Remember yesterday, when Japanese Economy Minister Akira Amari said that the yen’s weakness had gone far enough and that there were people who would be hurt by a further decline? Apparently, he was just kidding. I guess after those comments hit the tape, he was called into a room and it was explained that the Japanese government doesn’t focus on the currency exchange rate, only on its growth policies and efforts to achieve 2% annual inflation in 2 years time. When Amari recanted his comments, USDJPY immediately rallied and this morning we are back to just below 103. As I have maintained consistently, there is more to this story with the yen having much further to go. The next big resistance is at 103.30-50, but that too will be breached and 110 remains my target for year-end.
The other story of note overnight was the UK inflation data, which was released early this morning much lower than expected. CPI fell to 2.4%, expected 2.6%; and core CPI fell to 2.0%, exp 2.3%. (Do you think the Japanese are jealous?) Seriously, though, the pound immediately fell after the release, down 0.6% and back to its lowest level in about 6 weeks. The key is that with inflation falling and with Mark Carney starting his term on June 1, the idea of an increase in QE has gained much traction in the market. And remember this, the US story has been more discussion of how and when the Fed is going to withdraw stimulus, so the idea of another wave of QE in the UK is a clear negative for the pound. If it is to happen, I would expect it will need to wait for the second MPC meeting run by Carney, as he will need to introduce himself at this one. But the recent UK growth story has seemed to improve, so this is no slam dunk.
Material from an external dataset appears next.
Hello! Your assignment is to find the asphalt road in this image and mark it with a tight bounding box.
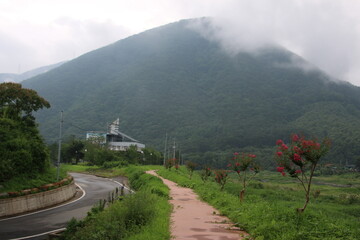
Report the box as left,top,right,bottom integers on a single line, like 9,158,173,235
0,173,129,240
The euro is little changed overall, as German PPI data was largely ignored as was a mild upgrade of the German economy by the Bundesbank. There was no other data released in the Eurozone and I think all eyes are on the next EU meeting this week, although it doesn’t seem likely to have a market impact given its focus on energy and tax policies.
Today has seen broad based, albeit modest, USD strength, with the emerging market currencies fading almost universally, the dollar stronger against the commodity currencies, and commodity prices in general having fallen a bit. With no US data to look forward to, market players seem content buying dollars on any dips for now. The broad outlines of market activity are little changed of late, and although we will hear from St Louis Fed president Bullard today, tomorrow Chairman Ben speaks to Congress and that has the potential for a much bigger impact. So I expect another generally quiet session, with perhaps a bit further USD strength by the end of the day.